La seconde : « Le ramier », semble être un brouillon de « Arrachez les bourgeons, tirez sur les enfants ». Le thème en tout cas est commun, à savoir le parcours d’un jeune délinquant envoyé en maison de correction. C’est violent, plutôt désespéré, et ce thème des enfants – des garçons en fait – « borderline » semble obséder Kenzaburo Ôé. Humiliation, violence, rapport de force, déshumanisation sont au programme. Demandez, demandez … ! Mais attention ! N’en déduisez pas que la lecture de cette nouvelle est pénible. Ce n’est pas ça.
La troisième : « Seventeen », est davantage politique.
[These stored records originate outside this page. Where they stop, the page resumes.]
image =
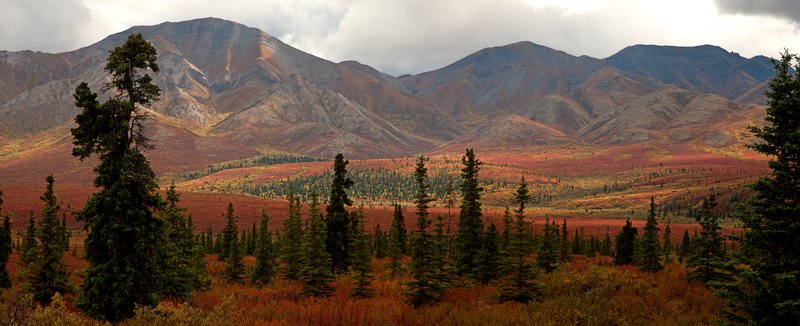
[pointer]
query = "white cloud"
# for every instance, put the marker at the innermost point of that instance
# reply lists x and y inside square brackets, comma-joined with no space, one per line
[412,36]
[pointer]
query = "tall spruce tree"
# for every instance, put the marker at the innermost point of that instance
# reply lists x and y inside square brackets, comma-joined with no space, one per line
[292,239]
[5,248]
[648,250]
[362,259]
[768,292]
[519,282]
[124,233]
[316,274]
[234,256]
[470,225]
[399,227]
[625,244]
[48,274]
[264,270]
[707,259]
[337,220]
[424,289]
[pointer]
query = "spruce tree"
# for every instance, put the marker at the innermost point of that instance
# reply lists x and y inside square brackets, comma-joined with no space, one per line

Il y a tout un contexte nippon qui échappe au lecteur occidental que nous sommes, de surcroît 50 ans après ! Kenzaburo Ôé s’essaie au processus qui peut amener un adolescent faible et mal dans sa peau de 17 ans (seventeen), plus intéressé par l’onanisme que l’apprentissage au lycée, à adhérer à l’idéologie d’extrême droite et à trouver sa voie dans ce genre de mouvement. C’est assez politique mais pas maladroit et le pauvre gars fait plus pitié qu’autre chose. N’empêche qu’in fine celui qui fait pitié sera devenu une machine à casser du gauchiste. Crédible. Triste.
Au bilan des préoccupations quand même très axée sur des adolescents ou jeunes hommes en délicatesse avec la confiance en soi, avec la « normalité ». Une vision du Japon et des Japonais à coup sûr très différente de la version courante.

Tistou - - 68 ans - 6 septembre 2012


Dérangeant 8 étoiles

Une initiation choc à l’univers d’Ôé que cette lecture. Les trois nouvelles sont répugnantes, crues, même osées. De la première, je ne conserve que le souvenir de cette cuve remplie de trente cadavres flottants. La seconde est terriblement sombre dans son exploration de la cruauté adolescente au sein d’une micro société aux conventions singulières. On pense à « Sa Majesté des mouches » Enfin, la dernière s’amuse lugubrement avec les thèmes de la virilité masculine et l’extrémisme politique.

Encore plus étonnant que la livraison impudique de ces histoires de chair et dignité, le caractère intemporel de ces nouvelles, écrites il y’a quatre décennies et toujours d’actualité.